The PRC pursues its efforts to generate greater national power by defending and advancing its sovereignty, security, and developmental interests. Consequently, the PRC’s national ambitions and statecraft rest on the foundation of the CCP-dominated political ideology of enhancing “Socialism with Chinese Characteristics,” which the CCP views as the only path that will lead to the rejuvenation of the Chinese nation. The objective of this CCP-led strategy is perhaps best stated in what the CCP calls its “basic line,” a single sentence in the CCP’s constitution that serves as the mission of the CCP and the cornerstone for its policymaking. Last amended at the 20th Party Congress in 2022, it states:
“The basic line of the Communist Party of China in the primary stage of socialism is to lead all the people of China together in a self-reliant and pioneering effort, making economic development the central task, upholding the Four Cardinal Principles, and remaining committed to reform and opening up, so as to see China becomes a great modern socialist country that is prosperous, strong, democratic, culturally advanced, harmonious, and beautiful.”
The 20th Party Congress, held in 2022, incorporated new developments since 2017 in “Xi Jinping Thought on Socialism with Chinese Characteristics for a New Era,” after the term was adopted into the CCP’s constitution. The inclusion of Xi Jinping’s namesake ideology into the CCP constitution was hailed as a “guide to action for the entire Party and all the Chinese people to strive for the great rejuvenation of the Chinese nation.” The 2022 changes to the CCP constitution included an obligation of party members to “uphold Xi Jinping’s core position on the Party Central Committee and within the party” as a whole while “upholding the authority and centralized and unified leadership of the Party Central Committee.”
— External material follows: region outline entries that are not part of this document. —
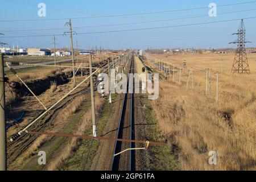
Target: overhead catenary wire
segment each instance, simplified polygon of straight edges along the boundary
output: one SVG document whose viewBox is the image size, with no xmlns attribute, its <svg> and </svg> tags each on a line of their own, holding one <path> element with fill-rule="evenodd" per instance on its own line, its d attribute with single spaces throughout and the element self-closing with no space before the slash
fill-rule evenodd
<svg viewBox="0 0 256 182">
<path fill-rule="evenodd" d="M 256 10 L 256 9 L 247 9 L 243 10 L 238 10 L 238 11 L 230 11 L 226 13 L 218 13 L 218 15 L 224 15 L 224 14 L 233 14 L 236 13 L 240 13 L 240 12 L 245 12 L 245 11 L 249 11 Z M 209 15 L 196 15 L 196 16 L 186 16 L 186 17 L 181 17 L 177 18 L 172 18 L 172 19 L 160 19 L 156 20 L 150 20 L 150 21 L 144 21 L 144 22 L 131 22 L 131 23 L 116 23 L 116 24 L 100 24 L 100 25 L 92 25 L 92 26 L 81 26 L 81 27 L 73 27 L 73 28 L 79 29 L 79 28 L 92 28 L 92 27 L 110 27 L 110 26 L 118 26 L 122 25 L 128 25 L 128 24 L 142 24 L 142 23 L 155 23 L 155 22 L 167 22 L 167 21 L 171 21 L 175 20 L 181 20 L 181 19 L 186 19 L 190 18 L 201 18 L 201 17 L 208 17 Z M 22 31 L 47 31 L 47 30 L 65 30 L 65 28 L 38 28 L 38 29 L 27 29 L 27 30 L 1 30 L 2 32 L 22 32 Z"/>
<path fill-rule="evenodd" d="M 243 18 L 243 19 L 254 19 L 256 16 L 247 17 Z M 162 27 L 148 27 L 148 28 L 133 28 L 133 29 L 125 29 L 125 30 L 113 30 L 113 31 L 96 31 L 96 32 L 82 32 L 77 33 L 76 35 L 88 35 L 88 34 L 104 34 L 104 33 L 113 33 L 113 32 L 127 32 L 127 31 L 140 31 L 140 30 L 155 30 L 155 29 L 162 29 L 167 28 L 173 28 L 173 27 L 185 27 L 190 26 L 196 26 L 196 25 L 203 25 L 216 23 L 221 22 L 233 22 L 237 20 L 241 20 L 241 19 L 232 19 L 228 20 L 218 20 L 214 22 L 207 22 L 202 23 L 190 23 L 190 24 L 184 24 L 180 25 L 174 25 L 174 26 L 167 26 Z M 25 36 L 3 36 L 2 38 L 30 38 L 30 37 L 43 37 L 43 36 L 63 36 L 63 34 L 51 34 L 51 35 L 25 35 Z"/>
<path fill-rule="evenodd" d="M 240 2 L 236 3 L 227 4 L 223 5 L 219 5 L 218 7 L 225 7 L 229 6 L 235 6 L 240 5 L 249 3 L 256 3 L 256 1 L 247 1 L 245 2 Z M 100 16 L 85 16 L 85 17 L 76 17 L 76 18 L 53 18 L 53 19 L 11 19 L 11 20 L 1 20 L 0 22 L 32 22 L 32 21 L 47 21 L 47 20 L 67 20 L 70 18 L 73 19 L 90 19 L 90 18 L 110 18 L 110 17 L 117 17 L 117 16 L 135 16 L 135 15 L 142 15 L 147 14 L 161 14 L 161 13 L 175 13 L 175 12 L 180 12 L 180 11 L 186 11 L 195 10 L 200 9 L 209 9 L 208 6 L 204 7 L 198 7 L 195 8 L 190 9 L 184 9 L 179 10 L 166 10 L 166 11 L 151 11 L 151 12 L 146 12 L 146 13 L 133 13 L 133 14 L 117 14 L 117 15 L 100 15 Z"/>
</svg>

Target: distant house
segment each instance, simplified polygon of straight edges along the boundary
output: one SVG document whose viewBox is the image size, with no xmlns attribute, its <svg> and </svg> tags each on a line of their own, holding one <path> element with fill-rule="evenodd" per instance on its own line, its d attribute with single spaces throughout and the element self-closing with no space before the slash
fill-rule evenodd
<svg viewBox="0 0 256 182">
<path fill-rule="evenodd" d="M 90 51 L 79 51 L 80 55 L 88 55 L 89 53 L 92 53 Z"/>
<path fill-rule="evenodd" d="M 31 56 L 49 56 L 51 55 L 51 50 L 36 48 L 28 48 L 27 49 L 27 54 Z"/>
<path fill-rule="evenodd" d="M 64 55 L 64 56 L 71 56 L 71 52 L 65 51 L 65 52 L 63 52 L 62 53 L 62 55 Z"/>
<path fill-rule="evenodd" d="M 11 49 L 9 47 L 0 47 L 0 53 L 9 54 L 11 53 Z"/>
</svg>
Since the 20th Party Congress, the CCP has continued to stress the need for strengthening the PRC’s capacity to secure its overseas interests, including improving its control over grain, energy and other resources, and key industrial and supply chains. The PRC relies heavily on imported oil. Food security has been elevated to a top national security priority by the CCP in recent years due to climate shocks, trade disruptions, uncertain global markets, and unsecure lines of transportation. The Party Congress report stressed the CCP’s need to prevent digital penetration, sabotage, subversion, and separatism activities from external actors.
Throughout 2023, PRC leadership conceded that the COVID-19 pandemic posed challenges for the PRC’s diplomatic, cultural, and economic influence abroad. PRC leadership took diplomatic measures to manage increased global concern about PRC rhetorical and diplomatic alignment with Russia before, immediately following, and during Russia’s war against Ukraine as well as concern for the PRC’s growing assertive and coercive economic and military actions. PRC leaders continue to believe that global trends, especially the perceived U.S. decline, are generally conducive to their long-term interests and, at the close of 2023, saw the “new period of turbulence and transformation” as “posing new strategic opportunities” in China’s development.
As PRC leadership views a divided China as a weak China, they argue that “full reunification”—including the resolution of the “Taiwan question” by 2049 and solidifying the PRC’s “overall jurisdiction” over Hong Kong—is one of the fundamental conditions of national rejuvenation. Beijing believes that the PRC must field a world-class military by 2049 that can “fight and win” and “resolutely safeguard” the country’s sovereignty, security, and development interests. In support of this goal, the National People’s Congress passed revisions to the PRC’s National Defense Law in December 2020 to broaden the legal justification for PLA mobilization, including defense of the PRC’s “development interests.” The codification of this language in PRC law is intended to add legitimacy to the use of military force to protect overseas interests.